We were tested by Ebola and we failed... miserably in our response.
- World Bank President Jim Kim

Meanwhile, US troops have set up two diagnostic centres but treatment units will take more time. The US had promised to deploy around 3,000 troops to help handle the situation. So far only 334 personnel have arrived in Liberia.

World Bank President Jim Kim was blunt when he lambasted the poor international response to the outbreak, saying: "We were tested by Ebola and we failed. We failed miserably in our response."

He warned that the crisis now affecting Spain and the US was going to get much worse.

Now that the virus has found its way to foreign shores, developed nations were being forced to take the risks of a global pandemic more seriously, Kim told The Guardian and sought backing for a new $20bn (£12bn) global health fund that would be able to react instantly to emergencies.
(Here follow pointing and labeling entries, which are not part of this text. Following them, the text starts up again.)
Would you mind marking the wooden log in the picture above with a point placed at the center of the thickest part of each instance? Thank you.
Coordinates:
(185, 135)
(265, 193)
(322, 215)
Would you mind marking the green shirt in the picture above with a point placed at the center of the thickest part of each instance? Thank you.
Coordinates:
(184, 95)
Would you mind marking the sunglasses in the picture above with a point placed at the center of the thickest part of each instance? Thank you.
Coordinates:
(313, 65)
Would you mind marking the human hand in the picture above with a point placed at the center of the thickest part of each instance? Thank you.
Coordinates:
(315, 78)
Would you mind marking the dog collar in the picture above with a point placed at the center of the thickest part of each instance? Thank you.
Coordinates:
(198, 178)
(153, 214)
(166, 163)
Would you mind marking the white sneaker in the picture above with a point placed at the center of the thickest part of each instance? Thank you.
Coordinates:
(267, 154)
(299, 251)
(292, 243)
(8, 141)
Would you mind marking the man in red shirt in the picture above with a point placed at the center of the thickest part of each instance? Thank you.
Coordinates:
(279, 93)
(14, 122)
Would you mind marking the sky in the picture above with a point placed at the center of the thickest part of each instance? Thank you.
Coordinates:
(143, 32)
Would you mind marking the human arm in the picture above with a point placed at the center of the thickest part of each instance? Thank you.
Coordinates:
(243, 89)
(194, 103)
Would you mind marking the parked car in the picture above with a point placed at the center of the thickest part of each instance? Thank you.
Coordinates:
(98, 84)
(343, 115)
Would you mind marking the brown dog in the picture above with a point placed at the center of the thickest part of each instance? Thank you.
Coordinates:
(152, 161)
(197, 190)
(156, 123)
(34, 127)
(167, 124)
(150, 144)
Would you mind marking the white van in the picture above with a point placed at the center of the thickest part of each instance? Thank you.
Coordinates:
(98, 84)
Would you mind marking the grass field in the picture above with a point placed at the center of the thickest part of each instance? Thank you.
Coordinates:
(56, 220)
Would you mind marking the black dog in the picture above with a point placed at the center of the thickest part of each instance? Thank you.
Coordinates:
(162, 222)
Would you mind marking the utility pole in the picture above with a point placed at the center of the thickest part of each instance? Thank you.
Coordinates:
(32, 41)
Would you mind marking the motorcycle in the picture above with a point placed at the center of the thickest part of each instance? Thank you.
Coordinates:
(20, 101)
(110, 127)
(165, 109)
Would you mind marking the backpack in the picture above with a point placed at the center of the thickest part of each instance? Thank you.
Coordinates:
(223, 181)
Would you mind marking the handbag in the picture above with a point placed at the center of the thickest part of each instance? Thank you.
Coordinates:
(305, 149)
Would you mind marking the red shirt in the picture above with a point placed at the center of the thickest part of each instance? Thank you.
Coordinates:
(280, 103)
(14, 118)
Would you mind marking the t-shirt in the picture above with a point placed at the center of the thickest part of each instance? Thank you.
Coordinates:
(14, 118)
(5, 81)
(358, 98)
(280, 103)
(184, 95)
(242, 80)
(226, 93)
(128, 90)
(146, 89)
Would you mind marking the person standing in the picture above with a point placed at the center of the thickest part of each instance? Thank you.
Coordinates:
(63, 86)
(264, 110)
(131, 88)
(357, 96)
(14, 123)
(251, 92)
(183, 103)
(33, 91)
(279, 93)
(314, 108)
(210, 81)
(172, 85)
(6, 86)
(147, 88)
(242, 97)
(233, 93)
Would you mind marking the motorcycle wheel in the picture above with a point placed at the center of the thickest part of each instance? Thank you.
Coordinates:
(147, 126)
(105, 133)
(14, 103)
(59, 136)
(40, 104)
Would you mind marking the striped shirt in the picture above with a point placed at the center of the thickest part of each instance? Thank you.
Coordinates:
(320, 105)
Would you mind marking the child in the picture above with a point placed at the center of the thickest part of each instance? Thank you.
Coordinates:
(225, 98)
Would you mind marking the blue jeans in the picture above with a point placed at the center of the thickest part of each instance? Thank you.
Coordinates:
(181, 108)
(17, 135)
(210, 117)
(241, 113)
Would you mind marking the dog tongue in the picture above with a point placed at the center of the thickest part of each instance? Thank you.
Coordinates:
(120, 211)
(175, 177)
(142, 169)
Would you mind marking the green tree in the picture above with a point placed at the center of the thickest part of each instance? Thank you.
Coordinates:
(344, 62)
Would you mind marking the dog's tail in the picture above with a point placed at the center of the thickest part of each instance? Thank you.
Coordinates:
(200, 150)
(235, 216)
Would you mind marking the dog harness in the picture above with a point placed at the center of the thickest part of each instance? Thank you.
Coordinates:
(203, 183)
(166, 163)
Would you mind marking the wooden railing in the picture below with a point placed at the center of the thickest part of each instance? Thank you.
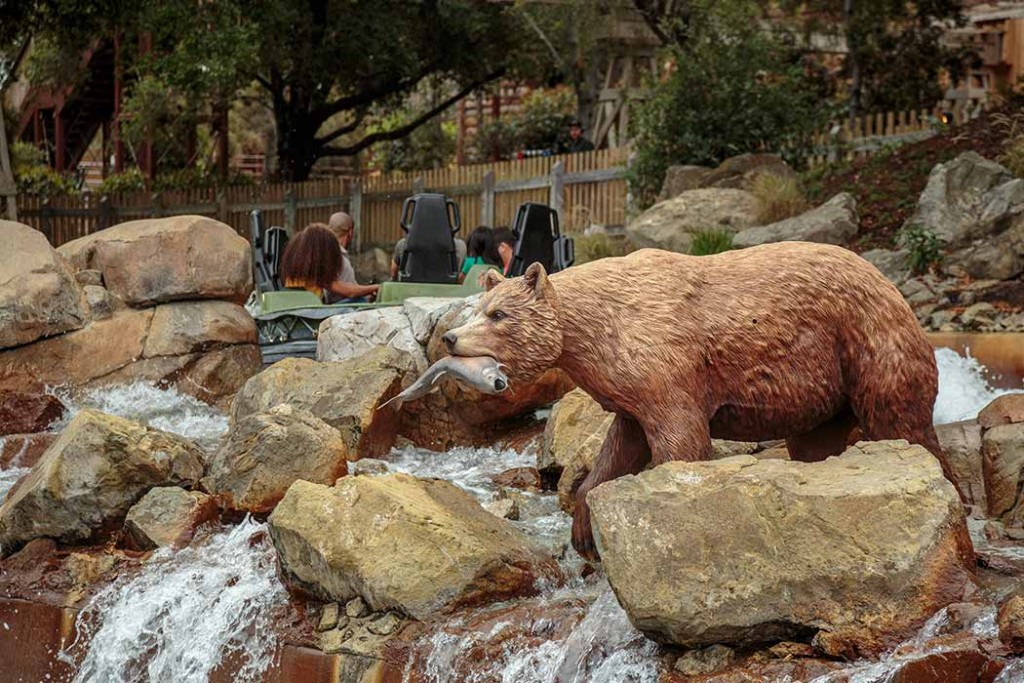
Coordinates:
(586, 188)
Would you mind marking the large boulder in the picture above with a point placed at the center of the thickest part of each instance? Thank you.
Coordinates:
(90, 477)
(166, 259)
(39, 296)
(350, 335)
(835, 222)
(672, 223)
(204, 348)
(418, 546)
(266, 453)
(859, 549)
(976, 208)
(1003, 463)
(168, 517)
(344, 394)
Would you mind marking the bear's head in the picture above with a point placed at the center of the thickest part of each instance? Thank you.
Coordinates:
(516, 323)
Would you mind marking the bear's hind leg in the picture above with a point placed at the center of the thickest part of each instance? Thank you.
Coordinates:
(625, 452)
(825, 440)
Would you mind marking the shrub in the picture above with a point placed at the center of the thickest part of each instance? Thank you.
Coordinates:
(778, 198)
(925, 250)
(706, 243)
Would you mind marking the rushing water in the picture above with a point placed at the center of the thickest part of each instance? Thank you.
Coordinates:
(179, 615)
(184, 611)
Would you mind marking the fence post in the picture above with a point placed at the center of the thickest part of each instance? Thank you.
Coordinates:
(557, 197)
(355, 208)
(487, 200)
(290, 210)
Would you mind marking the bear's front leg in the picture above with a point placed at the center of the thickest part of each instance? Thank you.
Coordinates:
(625, 452)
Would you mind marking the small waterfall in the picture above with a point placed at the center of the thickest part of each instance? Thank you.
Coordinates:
(161, 409)
(963, 387)
(184, 612)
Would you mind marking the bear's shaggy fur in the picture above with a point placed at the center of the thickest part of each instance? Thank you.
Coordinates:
(794, 340)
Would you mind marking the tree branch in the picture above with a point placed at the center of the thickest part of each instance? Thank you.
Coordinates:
(332, 136)
(402, 131)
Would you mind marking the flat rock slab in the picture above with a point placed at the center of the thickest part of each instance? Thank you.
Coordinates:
(857, 551)
(418, 546)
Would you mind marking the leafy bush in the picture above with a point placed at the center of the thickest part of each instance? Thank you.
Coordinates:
(925, 250)
(129, 180)
(734, 89)
(706, 243)
(597, 246)
(777, 198)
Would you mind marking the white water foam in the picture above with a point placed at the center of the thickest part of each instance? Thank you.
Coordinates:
(184, 612)
(963, 387)
(161, 409)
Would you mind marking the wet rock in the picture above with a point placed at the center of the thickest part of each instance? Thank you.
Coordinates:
(101, 304)
(526, 478)
(329, 617)
(186, 327)
(1003, 462)
(835, 222)
(417, 546)
(369, 466)
(90, 477)
(707, 660)
(167, 259)
(962, 443)
(672, 223)
(1006, 410)
(423, 313)
(168, 517)
(1011, 622)
(344, 394)
(892, 263)
(265, 453)
(351, 335)
(24, 450)
(863, 548)
(24, 412)
(385, 625)
(39, 296)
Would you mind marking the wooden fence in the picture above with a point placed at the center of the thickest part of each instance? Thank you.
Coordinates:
(586, 188)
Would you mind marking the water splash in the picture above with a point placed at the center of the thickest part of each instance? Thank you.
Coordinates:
(8, 478)
(963, 387)
(161, 409)
(184, 612)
"We should have done so many things. Healthcare systems should have been built. There should have been monitoring when the first cases were reported. There should have been an organised response."

Aids and Ebola

Just like Ebola, Aids also started in Africa and spread across the world because the world was slow to recognize the danger posed by the virus.

Aids has killed 36 million people since the 80's and even today 35 million people are infected. Both spread through bodily fluids but HIV has a long latency period during which people can transmit the disease while with Ebola the symptoms progress fast and weaken the patients so that they are unable to move about.

Both viral diseases do not have treatment.

Ebola symptoms begin with fever, muscle pain, sore throat, headache and progress to diarrhoea, vomiting and bleeding sometimes from the eyes and mouth. It spreads from contact with body fluids like blood, saliva, sweat and semen. HIV breaks down the body's immune system and makes it vulnerable to many infections.